Dr. Donnell Walton honored with the 2021 ECE Willie Hobbs Moore Distinguished Lectureship

Walton spoke about his career path and his current role as the director of the Corning Technology Center Silicon Valley.
Mingyan Liu, Donnell Walton holding his award, and Herbert Winful
Mingyan Liu (Peter and Evelyn Fuss Chair of ECE), Dr. Donnell Walton, and Prof. Herbert Winful at Walton’s talk delivered on November 4th, 2021, at the University of Michigan.

In recognition of his distinguished career, Dr. Donnell Walton (PhD Applied Physics) has been awarded the 2021 ECE Willie Hobbs Moore Distinguished Lectureship. Walton is the director of the Corning Technology Center Silicon Valley.
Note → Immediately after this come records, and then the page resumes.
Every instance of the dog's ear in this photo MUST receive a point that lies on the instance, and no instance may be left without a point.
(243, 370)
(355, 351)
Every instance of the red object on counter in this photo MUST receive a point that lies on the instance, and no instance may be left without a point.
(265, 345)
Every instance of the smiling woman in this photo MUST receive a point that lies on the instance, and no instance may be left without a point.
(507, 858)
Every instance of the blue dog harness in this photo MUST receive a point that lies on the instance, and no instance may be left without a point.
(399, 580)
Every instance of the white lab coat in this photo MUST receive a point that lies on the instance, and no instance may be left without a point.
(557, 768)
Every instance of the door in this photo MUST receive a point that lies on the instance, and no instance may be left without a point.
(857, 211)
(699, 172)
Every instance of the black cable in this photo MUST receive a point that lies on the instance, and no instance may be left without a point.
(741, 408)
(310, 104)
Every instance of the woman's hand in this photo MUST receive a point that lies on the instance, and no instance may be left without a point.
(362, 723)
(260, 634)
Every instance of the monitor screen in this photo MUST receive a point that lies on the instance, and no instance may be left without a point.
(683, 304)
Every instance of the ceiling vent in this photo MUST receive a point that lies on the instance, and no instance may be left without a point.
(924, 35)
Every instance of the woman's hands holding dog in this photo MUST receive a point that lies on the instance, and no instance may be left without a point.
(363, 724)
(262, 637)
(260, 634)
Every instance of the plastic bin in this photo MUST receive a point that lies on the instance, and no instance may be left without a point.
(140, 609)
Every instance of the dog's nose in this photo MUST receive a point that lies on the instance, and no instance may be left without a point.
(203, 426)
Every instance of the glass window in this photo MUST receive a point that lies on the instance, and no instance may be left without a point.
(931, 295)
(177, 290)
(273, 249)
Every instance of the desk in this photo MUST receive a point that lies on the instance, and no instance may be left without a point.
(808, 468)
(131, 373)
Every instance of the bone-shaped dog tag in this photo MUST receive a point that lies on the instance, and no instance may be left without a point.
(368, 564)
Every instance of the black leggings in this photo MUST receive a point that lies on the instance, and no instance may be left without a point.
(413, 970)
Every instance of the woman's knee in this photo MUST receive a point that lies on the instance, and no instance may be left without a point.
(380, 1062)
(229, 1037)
In this role, he leads research and business development efforts to match Corning’s existing and emerging capabilities and opportunities in the western United States, in particular, the Silicon Valley region of California.

Walton returned to campus on November 4th, 2021, where he delivered, “An electrical engineer’s guide to research and development at Corning Incorporated.” In his talk, Walton covered the history of electrical engineering related research at Corning Incorporated. He also provided an overview of their current work in wireless networks for autonomous vehicles, adaptive optics and electronics for active optical couplers, and novel materials for high-frequency printed circuit boards.

“Corning’s innovations improve your life in ways you may not always see, but you experience every day,” Walton said. “Our innovations help information travel faster, make your technology smarter, make your devices sleeker, and [. . .] make tomorrow’s breakthroughs possible.”

Walton also advised current students to “cherish your time here,” and “don’t take the resources and connections here for granted.”

Watch Walton’s full ECE Dr. Willie Hobbs Moore Distinguished Alumni Lecture

Walton first joined Corning in 1999 as a senior research scientist in Science & Technology, where he performed and led research in optical fiber amplifiers and lasers. In 2004, he led Corning’s research and development efforts to a world leadership position in high-power (kW) fiber lasers. Then in 2006, he managed the Silicon on Glass (SiOG) platform expansion project, which demonstrated non-display applications of SiOG including imagers and photovoltaics.

In 2008, Walton joined the Corning Gorilla Glass team as a senior applications engineer, where he extended the Gorilla Glass value proposition to form factors larger than handheld devices. In 2010, Walton was appointed manager of worldwide applications engineering for Gorilla Glass.

Prior to joining Corning, Walton was a physics professor at Howard University in Washington, D.C., where he won the National Science Foundation’s Young Investigator (CAREER) Award.

At U-M, Walton was advised by Herbert Winful, the University Diversity and Social Transformation Professor, Joseph E. and Anne P. Rowe Professor of Electrical Engineering, and Arthur F. Thurnau Professor.

“I’ve been here on the EECS faculty for 35 years, and one of the best things that’s happened to me was Donnell Walton selecting me to be his thesis advisor,” Winful said. “I think I learned more from him that he did from me.”

Prior to U-M, Walton graduated summa cum laude with bachelor’s degrees in physics and electrical engineering from North Carolina State University. He completed the Stanford Executive Program at the Graduate School of Business in 2019. He serves on the board of the National Society of Black Physicists, the research advisory board of the IBM-HBCU Quantum Center and the corporate affiliate boards at the Universities of California in Santa Barbara and San Diego. Walton has authored or co-authored 22 U.S. patents and more than 60 technical reports.

About Dr. Willie Hobbs Moore

Willie Hobbs Moore

Dr. Willie Hobbs Moore (1934–1994) was the first Black woman at Michigan to earn a BS and MS in Electrical Engineering (‘58 and ‘61), and the first Black woman in the country to earn a PhD in physics in 1972 (which she also earned from U-M). She joined Ford Motor Company in 1977, where she was known for expanding the use of Japanese engineering and manufacturing methods. She was named one of the 100 “most promising black women in corporate America” by Ebony magazine in 1991. Learn more >

The ECE Willie Hobbs Moore Distinguished Alumni Lectureship was established in 2018. It honors ECE alumni from traditionally underrepresented backgrounds who are leaders in their field and serve as role models for the ECE community through their leadership, impact on society, service to the community, or other contributions.